More specifically, how do you measure the success of training when learners don’t have a test to pass? The goal of our training is for participants to be able to do their job better. How easily can that be measured, taking into account all of the other variables that can affect job performance?
When we look at the success of our on-the-job training, we use the Kirkpatrick Model as a guide. The Kirkpatrick model has four levels. When you measure each of the four levels, you have an overall impression of the success of the training. By looking at all four levels, it gives us the chance to make sure that what is learnt can really be implemented. Each level can individually help, but looking at all four levels together gives the real story. If you’re not familiar with the Kirkpatrick Model, here is a short summary:
Kirkpatrick’s four levels
Are the learners/participants happy with the process?
Did the learners acquire the knowledge, skills or attitude that they were meant to learn?

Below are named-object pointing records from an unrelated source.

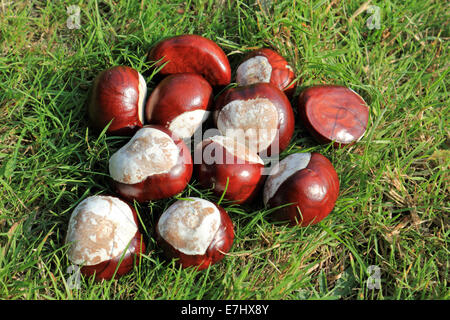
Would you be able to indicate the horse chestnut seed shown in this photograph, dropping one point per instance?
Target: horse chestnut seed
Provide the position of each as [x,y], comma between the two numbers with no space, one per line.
[194,54]
[180,103]
[154,164]
[195,231]
[266,65]
[306,181]
[103,237]
[229,165]
[117,95]
[333,113]
[258,114]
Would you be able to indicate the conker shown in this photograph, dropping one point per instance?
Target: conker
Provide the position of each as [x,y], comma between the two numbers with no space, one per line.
[118,94]
[259,114]
[333,114]
[195,231]
[266,65]
[195,54]
[103,237]
[225,160]
[154,164]
[180,103]
[306,181]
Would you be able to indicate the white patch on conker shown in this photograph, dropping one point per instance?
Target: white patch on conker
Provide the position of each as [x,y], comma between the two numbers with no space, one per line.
[190,225]
[232,146]
[316,192]
[254,70]
[100,229]
[142,94]
[150,151]
[282,171]
[253,122]
[187,123]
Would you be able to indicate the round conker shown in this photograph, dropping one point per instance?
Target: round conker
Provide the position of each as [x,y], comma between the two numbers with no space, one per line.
[154,164]
[192,53]
[229,165]
[259,114]
[117,95]
[333,114]
[195,231]
[180,103]
[103,237]
[307,182]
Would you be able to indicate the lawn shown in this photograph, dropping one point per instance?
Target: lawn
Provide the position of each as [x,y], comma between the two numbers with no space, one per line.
[388,235]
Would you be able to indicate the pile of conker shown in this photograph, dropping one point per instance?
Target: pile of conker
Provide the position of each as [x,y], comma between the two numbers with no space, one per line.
[253,120]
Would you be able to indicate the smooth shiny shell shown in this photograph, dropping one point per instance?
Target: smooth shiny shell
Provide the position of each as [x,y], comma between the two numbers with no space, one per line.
[122,262]
[162,185]
[221,242]
[117,94]
[277,98]
[281,75]
[194,54]
[243,174]
[176,96]
[313,192]
[333,113]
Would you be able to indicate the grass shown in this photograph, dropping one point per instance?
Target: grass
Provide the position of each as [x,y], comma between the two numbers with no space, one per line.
[393,207]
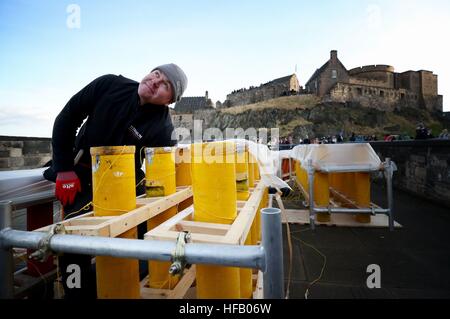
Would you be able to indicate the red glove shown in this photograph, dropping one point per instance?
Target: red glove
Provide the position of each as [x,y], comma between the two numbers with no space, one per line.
[67,186]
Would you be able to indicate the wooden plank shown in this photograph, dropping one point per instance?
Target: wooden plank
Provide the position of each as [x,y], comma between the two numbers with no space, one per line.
[183,285]
[113,226]
[203,228]
[64,222]
[89,230]
[243,222]
[168,224]
[93,221]
[124,222]
[343,199]
[301,216]
[195,238]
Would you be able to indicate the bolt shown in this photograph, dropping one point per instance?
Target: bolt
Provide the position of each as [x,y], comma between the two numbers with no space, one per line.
[175,268]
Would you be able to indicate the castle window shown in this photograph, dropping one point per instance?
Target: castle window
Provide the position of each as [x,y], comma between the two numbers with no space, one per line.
[334,74]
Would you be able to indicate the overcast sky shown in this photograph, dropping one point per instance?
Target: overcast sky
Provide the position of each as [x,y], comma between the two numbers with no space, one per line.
[48,54]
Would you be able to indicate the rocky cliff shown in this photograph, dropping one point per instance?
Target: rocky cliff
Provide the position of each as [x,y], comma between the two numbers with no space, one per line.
[301,115]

Have the learners changed the way they do something when they got back to the job?
Has the training helped to achieve certain results?

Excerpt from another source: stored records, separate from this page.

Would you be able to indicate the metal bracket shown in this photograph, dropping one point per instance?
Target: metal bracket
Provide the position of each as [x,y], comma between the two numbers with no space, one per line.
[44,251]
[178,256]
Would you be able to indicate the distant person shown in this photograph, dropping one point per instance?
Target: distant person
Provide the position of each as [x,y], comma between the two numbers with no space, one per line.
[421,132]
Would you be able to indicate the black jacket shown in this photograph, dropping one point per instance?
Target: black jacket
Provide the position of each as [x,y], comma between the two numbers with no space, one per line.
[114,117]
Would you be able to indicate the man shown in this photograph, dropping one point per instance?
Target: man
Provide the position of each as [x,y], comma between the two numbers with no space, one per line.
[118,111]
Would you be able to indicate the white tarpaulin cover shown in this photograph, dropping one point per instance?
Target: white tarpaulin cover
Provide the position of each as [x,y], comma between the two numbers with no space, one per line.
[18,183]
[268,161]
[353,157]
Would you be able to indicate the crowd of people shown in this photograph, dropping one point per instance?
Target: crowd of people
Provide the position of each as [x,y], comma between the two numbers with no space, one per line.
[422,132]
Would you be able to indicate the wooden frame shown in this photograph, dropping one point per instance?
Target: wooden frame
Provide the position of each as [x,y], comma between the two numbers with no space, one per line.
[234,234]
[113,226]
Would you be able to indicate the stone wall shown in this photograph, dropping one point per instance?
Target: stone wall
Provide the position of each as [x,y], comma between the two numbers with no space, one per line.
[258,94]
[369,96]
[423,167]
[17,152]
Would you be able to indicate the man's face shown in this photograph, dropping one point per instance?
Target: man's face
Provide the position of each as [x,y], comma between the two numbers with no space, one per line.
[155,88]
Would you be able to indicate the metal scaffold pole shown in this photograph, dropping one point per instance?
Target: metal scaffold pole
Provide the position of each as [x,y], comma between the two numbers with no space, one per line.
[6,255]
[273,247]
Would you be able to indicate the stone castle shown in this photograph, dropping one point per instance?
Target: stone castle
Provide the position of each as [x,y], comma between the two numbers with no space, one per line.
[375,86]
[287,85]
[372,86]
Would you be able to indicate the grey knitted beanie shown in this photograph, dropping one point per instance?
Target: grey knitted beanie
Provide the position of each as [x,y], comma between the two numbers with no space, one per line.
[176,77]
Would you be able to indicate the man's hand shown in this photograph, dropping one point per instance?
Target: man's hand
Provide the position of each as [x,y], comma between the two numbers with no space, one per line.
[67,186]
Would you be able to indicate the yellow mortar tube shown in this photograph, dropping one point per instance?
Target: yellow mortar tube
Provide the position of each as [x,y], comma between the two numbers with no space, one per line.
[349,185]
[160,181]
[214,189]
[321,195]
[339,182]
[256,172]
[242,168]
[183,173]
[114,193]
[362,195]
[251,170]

An example of the four levels in practice
A group of phone operators in a help desk take English training. Following the training, they fill in a feedback form (reaction) about their satisfaction with the training. They could be tested either during or after the training to assess their new knowledge (learning). Once back on the job, they can be observed to see what they are doing differently (behavior). Finally, some sort of job-performance indicator can be used to see if the actions of the learners are having the desired effect (results), e.g. the time it takes to resolve a problem or a measure of customer satisfaction.
When looking at all four levels, we can not only measure success of the program, but we can also pinpoint potential problems. For example, if we only measure the end result and we don’t see any change, it may be possible that some other variable is responsible for the situation. Maybe the learner is learning and is satisfied with the training but is not given the opportunity to implement their new skills.